Ukraina. Miały być korytarze humanitarne. Jest ostrzał
Rosyjska armia kontynuuje ataki rakietowe i bombowe na Mariupol, Wołnowachę i inne miasta, łamiąc ustalenia w sprawie korytarzy humanitarnych i ignorując apele organizacji międzynarodowych – oświadczyło ukraińskie MSZ.
„Trwające ostrzały uniemożliwiają otwarcie korytarzy humanitarnych, którymi można by było bezpiecznie ewakuować ludność cywilną i dostarczać leki oraz żywność” – poinformował rzecznik MSZ Ołeh Nikołenko na Facebooku.
„Twierdzenia rosyjskiego ministerstwa obrony o tym, że rzekomo siły ukraińskie tworzą przeszkody dla ewakuacji mieszkańców otoczonych miast nie są zgodne z prawdą i są dezinformacją, której celem jest usprawiedliwienie przestępczych działań rosyjskiej armii” – wskazał Nikołenko.
CZYTAJ: Propaganda w czystej postaci. Wojna trwa, a Rosja już tworzy o niej film
Rzecznik zarzucił stronie rosyjskiej „ignorowanie apeli organizacji międzynarodowych, w tym Czerwonego Krzyża” oraz łamanie konwencji genewskiej i dokonywanie zbrodni wojennych.

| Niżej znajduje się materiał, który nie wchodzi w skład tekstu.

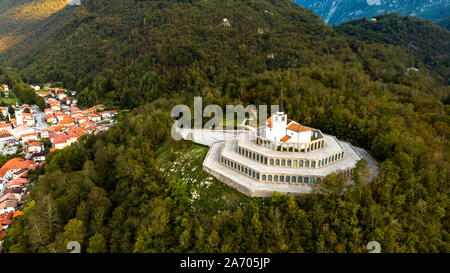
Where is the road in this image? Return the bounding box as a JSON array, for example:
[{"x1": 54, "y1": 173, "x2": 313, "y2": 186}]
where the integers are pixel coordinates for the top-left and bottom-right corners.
[{"x1": 32, "y1": 104, "x2": 48, "y2": 131}]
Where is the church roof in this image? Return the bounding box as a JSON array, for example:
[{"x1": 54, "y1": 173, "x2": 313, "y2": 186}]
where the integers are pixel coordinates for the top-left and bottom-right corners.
[
  {"x1": 266, "y1": 116, "x2": 292, "y2": 128},
  {"x1": 286, "y1": 122, "x2": 312, "y2": 132}
]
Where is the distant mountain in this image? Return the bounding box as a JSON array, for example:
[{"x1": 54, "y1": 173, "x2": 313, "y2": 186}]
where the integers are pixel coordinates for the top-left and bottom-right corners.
[
  {"x1": 335, "y1": 14, "x2": 450, "y2": 84},
  {"x1": 293, "y1": 0, "x2": 450, "y2": 24}
]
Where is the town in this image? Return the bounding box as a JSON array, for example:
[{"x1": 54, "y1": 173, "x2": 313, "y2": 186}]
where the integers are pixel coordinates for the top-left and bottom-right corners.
[{"x1": 0, "y1": 84, "x2": 117, "y2": 241}]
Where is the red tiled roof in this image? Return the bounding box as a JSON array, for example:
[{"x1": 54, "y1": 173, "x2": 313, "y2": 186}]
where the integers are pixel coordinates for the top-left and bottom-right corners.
[
  {"x1": 0, "y1": 157, "x2": 36, "y2": 177},
  {"x1": 12, "y1": 210, "x2": 22, "y2": 218},
  {"x1": 0, "y1": 123, "x2": 12, "y2": 129},
  {"x1": 281, "y1": 136, "x2": 291, "y2": 142},
  {"x1": 286, "y1": 123, "x2": 311, "y2": 132}
]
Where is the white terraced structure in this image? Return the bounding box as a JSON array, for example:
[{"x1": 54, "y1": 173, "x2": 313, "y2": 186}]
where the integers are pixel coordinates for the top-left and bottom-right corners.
[{"x1": 178, "y1": 94, "x2": 378, "y2": 194}]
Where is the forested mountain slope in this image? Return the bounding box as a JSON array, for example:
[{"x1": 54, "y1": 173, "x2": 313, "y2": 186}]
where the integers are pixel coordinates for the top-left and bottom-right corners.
[
  {"x1": 0, "y1": 0, "x2": 67, "y2": 52},
  {"x1": 1, "y1": 0, "x2": 450, "y2": 252},
  {"x1": 293, "y1": 0, "x2": 450, "y2": 25},
  {"x1": 336, "y1": 14, "x2": 450, "y2": 84}
]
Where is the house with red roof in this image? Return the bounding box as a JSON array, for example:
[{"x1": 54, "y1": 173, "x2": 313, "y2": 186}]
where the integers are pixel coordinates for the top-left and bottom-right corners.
[
  {"x1": 52, "y1": 134, "x2": 71, "y2": 150},
  {"x1": 0, "y1": 107, "x2": 8, "y2": 117},
  {"x1": 0, "y1": 123, "x2": 12, "y2": 133},
  {"x1": 5, "y1": 177, "x2": 28, "y2": 189},
  {"x1": 0, "y1": 132, "x2": 14, "y2": 142},
  {"x1": 88, "y1": 113, "x2": 102, "y2": 122},
  {"x1": 0, "y1": 157, "x2": 37, "y2": 178},
  {"x1": 45, "y1": 114, "x2": 58, "y2": 124}
]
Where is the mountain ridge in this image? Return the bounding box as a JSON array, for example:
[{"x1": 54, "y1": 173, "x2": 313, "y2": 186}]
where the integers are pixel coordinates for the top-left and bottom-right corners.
[{"x1": 293, "y1": 0, "x2": 450, "y2": 27}]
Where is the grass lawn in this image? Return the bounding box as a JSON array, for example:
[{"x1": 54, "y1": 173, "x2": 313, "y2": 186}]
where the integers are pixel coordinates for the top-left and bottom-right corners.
[{"x1": 157, "y1": 141, "x2": 265, "y2": 216}]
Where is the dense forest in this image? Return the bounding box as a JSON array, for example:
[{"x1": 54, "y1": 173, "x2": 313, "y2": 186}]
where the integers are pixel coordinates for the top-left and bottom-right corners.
[
  {"x1": 336, "y1": 14, "x2": 450, "y2": 85},
  {"x1": 0, "y1": 0, "x2": 450, "y2": 252}
]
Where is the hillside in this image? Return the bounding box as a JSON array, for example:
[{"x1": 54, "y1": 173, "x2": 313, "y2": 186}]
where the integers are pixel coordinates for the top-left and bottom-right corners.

„W związku z tym, że strona rosyjska nie przestrzega zawieszenia broni i kontynuuje ostrzały zarówno samego Mariupola, jak i jego okolic, dla zachowania bezpieczeństwa ewakuacja mieszkańców jest przełożona” – poinformowały wcześniej władze tego miasta.
CZYTAJ: Ukraina. Ewakuacja z Mariupola przełożona. Zbrodniarze złamali zawieszenie broni
Osoby, które zebrały się, by wziąć udział w ewakuacji, wezwano do rozejścia się i udania się do schronów. Na zdjęciach opublikowanych w internecie widać tłum ludzi czekających na opuszczenie miasta.
Władze poinformowały w komunikatorze Telegram, że są kontynuowane rozmowy ze stroną rosyjską, by umożliwić ewakuację mieszkańców.